Ed infatti, se la liquidazione della quota ai legittimari non assegnatari posto in capo ai discendenti assegnatari si reputa un modus per realizzare una liberalità indiretta con una struttura orizzontale, allora è chiaro che è anche possibile che l’imprenditore disponente-donante, con una struttura verticale, possa direttamente operare la liberalità diretta, sia nei confronti dei discendenti assegnatari, attribuendogli l’azienda/ il ramo d’azienda/ le quote di partecipazione societaria, sia nei confronti dei legittimari non assegnatari, procedendo egli stesso direttamente alla liquidazione della quota.

È vero che la legge pone questo obbligo a carico dell’assegnatario, ma nulla vieta che l’imprenditore possa accollarsi il medesimo.

Diversamente opinando, si correrebbe il rischio di ostacolare l’operatività dell’istituto, posto che l’assegnatario potrebbe anche non avere le disponibilità economiche per liquidare i non assegnatari, soprattutto se l’azienda presenta un valore molto elevato.

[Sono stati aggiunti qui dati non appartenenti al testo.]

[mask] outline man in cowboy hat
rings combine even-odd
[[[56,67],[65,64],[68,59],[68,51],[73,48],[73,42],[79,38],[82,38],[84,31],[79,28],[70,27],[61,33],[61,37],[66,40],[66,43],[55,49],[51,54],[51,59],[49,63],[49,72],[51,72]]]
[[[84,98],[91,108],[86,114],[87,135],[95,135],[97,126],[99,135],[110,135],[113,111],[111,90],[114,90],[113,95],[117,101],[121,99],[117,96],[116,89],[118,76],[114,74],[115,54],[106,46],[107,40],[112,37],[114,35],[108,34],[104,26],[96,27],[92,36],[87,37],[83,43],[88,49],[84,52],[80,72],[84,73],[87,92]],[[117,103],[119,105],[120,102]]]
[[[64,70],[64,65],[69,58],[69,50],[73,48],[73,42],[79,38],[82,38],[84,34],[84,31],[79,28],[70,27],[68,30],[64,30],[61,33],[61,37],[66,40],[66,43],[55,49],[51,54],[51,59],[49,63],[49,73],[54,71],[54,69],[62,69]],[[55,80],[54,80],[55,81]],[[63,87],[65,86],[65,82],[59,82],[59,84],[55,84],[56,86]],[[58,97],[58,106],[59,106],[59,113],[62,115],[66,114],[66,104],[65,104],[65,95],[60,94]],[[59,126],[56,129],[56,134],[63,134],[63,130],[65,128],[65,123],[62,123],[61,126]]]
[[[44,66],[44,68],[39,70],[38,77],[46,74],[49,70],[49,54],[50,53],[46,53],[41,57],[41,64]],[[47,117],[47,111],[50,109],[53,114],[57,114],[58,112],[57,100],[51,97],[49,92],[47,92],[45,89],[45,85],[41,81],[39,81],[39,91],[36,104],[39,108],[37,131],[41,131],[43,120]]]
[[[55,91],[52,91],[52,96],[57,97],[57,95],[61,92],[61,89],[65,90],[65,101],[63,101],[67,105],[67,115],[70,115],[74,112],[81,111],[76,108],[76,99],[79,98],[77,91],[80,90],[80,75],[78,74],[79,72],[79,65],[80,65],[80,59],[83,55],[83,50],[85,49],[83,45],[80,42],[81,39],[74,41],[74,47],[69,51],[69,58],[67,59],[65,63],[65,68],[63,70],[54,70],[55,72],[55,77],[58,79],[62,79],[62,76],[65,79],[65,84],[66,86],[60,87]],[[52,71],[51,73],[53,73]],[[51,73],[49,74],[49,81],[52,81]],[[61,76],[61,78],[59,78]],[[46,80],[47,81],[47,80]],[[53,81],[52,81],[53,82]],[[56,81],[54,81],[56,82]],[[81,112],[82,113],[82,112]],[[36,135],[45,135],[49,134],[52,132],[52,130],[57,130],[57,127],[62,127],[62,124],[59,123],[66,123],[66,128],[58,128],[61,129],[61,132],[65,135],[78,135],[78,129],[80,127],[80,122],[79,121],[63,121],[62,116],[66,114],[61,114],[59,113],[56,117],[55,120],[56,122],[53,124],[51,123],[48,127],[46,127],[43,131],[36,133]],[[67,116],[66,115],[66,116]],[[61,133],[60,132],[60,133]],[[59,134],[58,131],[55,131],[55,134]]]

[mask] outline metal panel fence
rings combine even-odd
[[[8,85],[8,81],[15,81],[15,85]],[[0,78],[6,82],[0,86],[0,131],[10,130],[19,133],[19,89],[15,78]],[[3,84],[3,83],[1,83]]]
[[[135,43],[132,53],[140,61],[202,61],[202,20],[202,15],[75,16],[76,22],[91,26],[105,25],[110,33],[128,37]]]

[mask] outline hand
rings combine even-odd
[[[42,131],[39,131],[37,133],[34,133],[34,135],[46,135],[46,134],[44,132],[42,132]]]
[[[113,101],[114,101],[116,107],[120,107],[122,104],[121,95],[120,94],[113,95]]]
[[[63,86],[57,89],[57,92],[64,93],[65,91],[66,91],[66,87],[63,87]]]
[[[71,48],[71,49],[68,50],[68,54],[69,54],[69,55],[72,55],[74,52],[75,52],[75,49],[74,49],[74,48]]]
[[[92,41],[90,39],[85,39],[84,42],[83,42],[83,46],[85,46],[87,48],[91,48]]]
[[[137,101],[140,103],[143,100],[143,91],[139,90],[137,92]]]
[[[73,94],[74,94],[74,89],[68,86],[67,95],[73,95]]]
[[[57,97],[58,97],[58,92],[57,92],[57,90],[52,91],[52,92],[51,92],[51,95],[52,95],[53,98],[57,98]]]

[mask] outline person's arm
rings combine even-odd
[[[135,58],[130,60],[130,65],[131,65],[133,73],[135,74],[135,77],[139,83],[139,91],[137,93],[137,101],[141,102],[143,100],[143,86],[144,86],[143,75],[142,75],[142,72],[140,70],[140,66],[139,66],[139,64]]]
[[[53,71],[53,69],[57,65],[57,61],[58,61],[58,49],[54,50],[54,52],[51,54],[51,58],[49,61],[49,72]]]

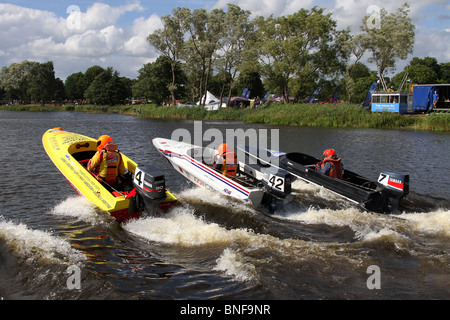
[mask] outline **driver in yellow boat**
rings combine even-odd
[[[113,144],[113,138],[107,135],[97,139],[97,152],[89,160],[87,168],[101,181],[110,186],[117,184],[117,178],[125,173],[125,165],[118,146]]]
[[[236,152],[231,152],[226,143],[222,143],[217,151],[217,160],[212,168],[222,172],[224,176],[235,177],[238,169]]]

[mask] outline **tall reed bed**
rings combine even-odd
[[[133,114],[144,118],[178,120],[238,120],[286,126],[333,128],[409,128],[424,131],[450,131],[450,113],[400,115],[391,112],[372,113],[351,104],[281,104],[263,105],[257,109],[221,108],[207,111],[200,106],[170,107],[156,105],[123,106],[0,106],[0,110],[81,111],[92,113]],[[140,111],[140,112],[139,112]]]
[[[243,120],[276,125],[339,128],[410,127],[417,121],[413,117],[396,113],[372,113],[350,104],[272,105],[246,115]]]

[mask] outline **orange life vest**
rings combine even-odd
[[[323,168],[323,166],[326,162],[329,162],[331,165],[331,170],[330,170],[329,176],[332,178],[342,179],[343,170],[342,170],[341,158],[339,158],[339,159],[327,158],[322,161],[320,167]]]
[[[119,165],[121,161],[122,155],[119,151],[108,147],[102,149],[99,151],[100,165],[94,168],[93,173],[107,184],[115,185],[119,176]]]
[[[224,176],[236,177],[238,161],[236,152],[225,152],[222,154],[222,174]]]

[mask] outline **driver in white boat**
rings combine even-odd
[[[113,144],[113,138],[107,135],[97,139],[97,152],[89,160],[87,168],[94,173],[100,181],[110,186],[118,183],[118,177],[125,173],[125,165],[118,146]]]
[[[235,177],[238,170],[238,161],[236,152],[231,152],[226,143],[222,143],[217,149],[218,154],[215,156],[214,164],[211,166],[224,176]]]

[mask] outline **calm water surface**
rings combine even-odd
[[[193,132],[193,122],[0,111],[0,299],[450,298],[448,133],[202,125],[278,129],[280,150],[319,157],[335,148],[346,168],[372,179],[409,172],[404,212],[368,213],[296,182],[296,206],[267,217],[197,189],[157,153],[153,137]],[[113,136],[137,163],[166,171],[179,204],[118,224],[77,196],[46,155],[42,135],[56,126]],[[380,289],[367,286],[372,265]],[[70,266],[81,271],[80,289],[68,288]]]

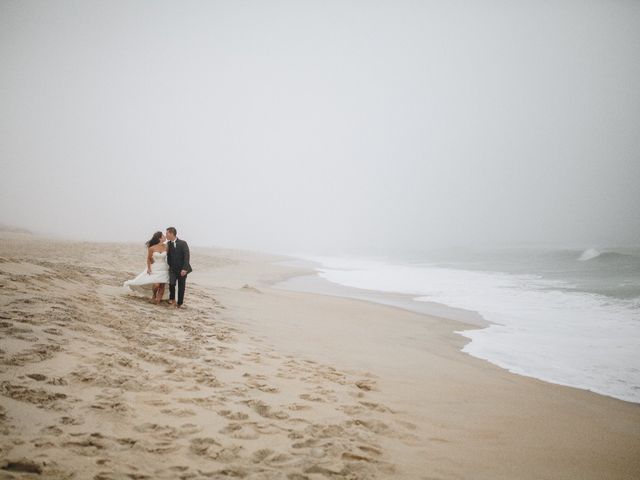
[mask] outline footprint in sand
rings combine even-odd
[[[224,446],[210,437],[194,438],[189,445],[189,450],[192,453],[220,462],[232,462],[238,459],[241,449],[242,447],[239,445]]]
[[[78,455],[85,457],[93,457],[103,453],[107,447],[105,437],[98,433],[72,433],[72,437],[78,437],[77,440],[67,440],[62,442],[64,448],[68,448]]]
[[[47,427],[42,427],[40,429],[40,433],[44,434],[44,435],[62,435],[64,433],[64,430],[62,430],[60,427],[58,427],[57,425],[49,425]]]
[[[362,405],[341,405],[338,410],[346,413],[347,415],[358,415],[366,411]]]
[[[223,368],[225,370],[233,370],[236,366],[241,365],[239,362],[223,362],[217,358],[204,358],[203,360],[212,367]]]
[[[31,348],[15,353],[5,361],[6,365],[24,366],[28,363],[42,362],[55,356],[62,350],[60,345],[37,343]]]
[[[118,394],[96,395],[96,399],[90,405],[90,408],[104,413],[117,413],[119,415],[124,415],[131,410]]]
[[[43,328],[42,331],[44,333],[48,333],[49,335],[62,335],[62,330],[59,328]]]
[[[164,407],[166,405],[169,405],[169,402],[167,400],[163,400],[161,398],[153,398],[150,400],[145,400],[144,403],[146,405],[151,405],[153,407]]]
[[[271,406],[262,400],[244,400],[242,403],[251,407],[258,415],[265,418],[277,418],[284,420],[289,418],[289,414],[282,410],[273,411]]]
[[[334,390],[316,387],[313,389],[312,393],[302,393],[298,395],[298,397],[310,402],[333,403],[338,401],[338,398],[334,394]]]
[[[302,393],[298,395],[298,397],[300,397],[303,400],[307,400],[309,402],[326,402],[327,401],[324,397],[320,395],[311,394],[311,393]]]
[[[60,417],[59,422],[62,425],[82,425],[84,423],[84,420],[79,418],[64,416],[64,417]]]
[[[359,402],[360,405],[366,407],[369,410],[373,410],[375,412],[382,412],[382,413],[395,413],[393,410],[391,410],[389,407],[386,407],[380,403],[376,403],[376,402],[365,402],[365,401],[360,401]]]
[[[253,422],[233,422],[220,430],[220,433],[242,440],[255,440],[260,437],[260,432],[258,432],[258,429]]]
[[[15,385],[8,381],[0,382],[0,395],[51,410],[60,409],[60,401],[67,398],[64,393],[33,389],[24,385]]]
[[[193,423],[183,423],[180,427],[160,425],[157,423],[142,423],[133,427],[136,432],[151,434],[155,438],[175,440],[202,431],[202,427]]]
[[[375,390],[376,389],[376,382],[373,380],[358,380],[355,383],[356,387],[358,387],[360,390],[364,390],[366,392],[371,391],[371,390]]]
[[[266,465],[276,465],[288,462],[293,457],[286,453],[279,453],[270,448],[261,448],[251,454],[251,461],[253,463],[263,463]]]
[[[26,458],[0,461],[0,470],[15,473],[42,473],[42,465]],[[15,478],[13,475],[7,478]]]
[[[350,426],[363,427],[373,433],[379,433],[379,434],[393,433],[393,430],[389,427],[389,425],[387,425],[384,422],[381,422],[380,420],[362,420],[357,418],[355,420],[347,420],[345,424],[349,427]]]
[[[243,353],[242,357],[253,363],[262,363],[262,354],[259,352]]]
[[[382,455],[382,450],[376,447],[372,447],[370,445],[358,445],[357,448],[369,455],[375,455],[375,456]]]
[[[171,415],[172,417],[191,417],[196,414],[190,408],[165,408],[160,410],[160,413]]]
[[[219,410],[218,415],[228,418],[229,420],[246,420],[249,415],[242,412],[232,412],[231,410]]]
[[[193,397],[193,398],[179,398],[177,399],[178,403],[193,403],[202,408],[206,408],[207,410],[215,410],[216,407],[220,407],[223,403],[217,398],[214,397]]]
[[[265,380],[267,380],[266,375],[252,375],[250,373],[244,373],[242,376],[247,378],[245,385],[250,388],[255,388],[265,393],[278,393],[280,391],[278,387],[269,385],[265,382]]]

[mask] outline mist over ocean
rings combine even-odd
[[[463,351],[514,373],[640,402],[640,248],[306,256],[331,282],[473,310]]]

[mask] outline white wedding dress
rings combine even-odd
[[[151,273],[143,272],[132,280],[124,282],[125,287],[134,292],[151,296],[153,294],[154,283],[169,283],[169,264],[167,263],[167,252],[153,252],[153,263]],[[165,288],[163,299],[169,298],[169,288]]]

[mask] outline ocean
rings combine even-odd
[[[477,312],[490,325],[457,332],[474,357],[640,403],[640,248],[302,257],[335,284]]]

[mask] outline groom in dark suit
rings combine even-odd
[[[176,304],[180,308],[184,301],[184,290],[187,283],[187,274],[191,273],[189,265],[189,245],[180,240],[176,235],[175,227],[167,228],[167,263],[169,264],[169,303]],[[178,282],[178,302],[176,303],[176,282]]]

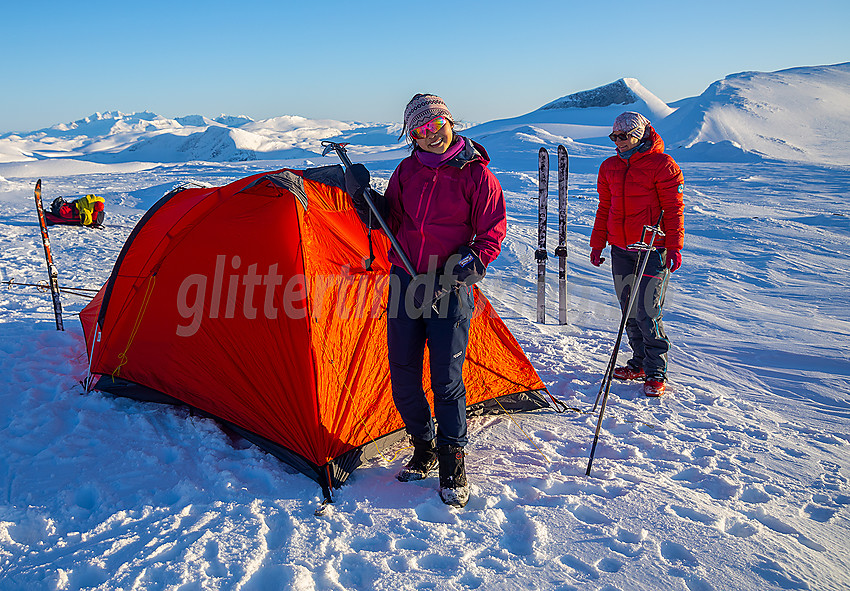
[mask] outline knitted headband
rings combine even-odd
[[[614,119],[615,132],[626,132],[637,139],[643,139],[646,128],[649,126],[649,119],[634,111],[626,111]]]
[[[435,94],[417,94],[404,108],[404,133],[425,125],[435,117],[447,117],[454,122],[451,111],[443,99]],[[404,133],[402,135],[404,135]]]

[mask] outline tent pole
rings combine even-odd
[[[91,373],[91,366],[94,361],[94,344],[100,340],[100,324],[95,321],[94,323],[94,334],[91,339],[91,350],[89,351],[89,367],[88,367],[88,377],[86,378],[86,392],[92,391],[92,386],[94,385],[94,376]]]

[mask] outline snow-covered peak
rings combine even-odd
[[[225,115],[221,114],[215,119],[213,119],[216,123],[221,123],[222,125],[226,125],[227,127],[241,127],[246,123],[253,123],[254,120],[245,115]]]
[[[652,94],[636,78],[620,78],[615,82],[591,90],[582,90],[563,96],[540,107],[540,111],[552,109],[592,109],[603,107],[634,107],[632,110],[646,113],[650,118],[663,118],[673,112],[664,101]],[[641,108],[644,107],[644,108]]]
[[[638,81],[634,78],[620,78],[605,86],[562,96],[543,105],[540,109],[544,111],[547,109],[587,109],[636,103],[638,97],[630,88],[629,83],[638,84]]]
[[[145,131],[173,125],[173,120],[150,111],[122,113],[121,111],[96,112],[70,123],[59,123],[35,133],[46,137],[97,137],[127,131]],[[25,135],[25,134],[21,134]]]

Ne deriva che è concepibile procedere con un patto di famiglia con struttura verticale, in cui è lo stesso imprenditore-disponente ad operare i trasferimenti verticali e a farsi carico, con due donazioni dirette, sia del trasferimento dell’azienda, del ramo d’azienda o delle quote di partecipazione societaria in favore dei discendenti-assegnatari, sia della liquidazione della quota in favore dei legittimari non assegnatari, a tacitazione delle loro pretese.

La stessa giurisprudenza della Suprema Corte ha affermato che non rileva che la liquidazione compensativa sia effettuata dal beneficiario, in quanto la medesima si riconduce comunque ad una donazione posta in essere dal disponente, tant’è vero che si applicano l’aliquota e la franchigia previste con riferimento al rapporto di parentela che intercorre non tra i collaterali, ma tra il disponente e i discendenti.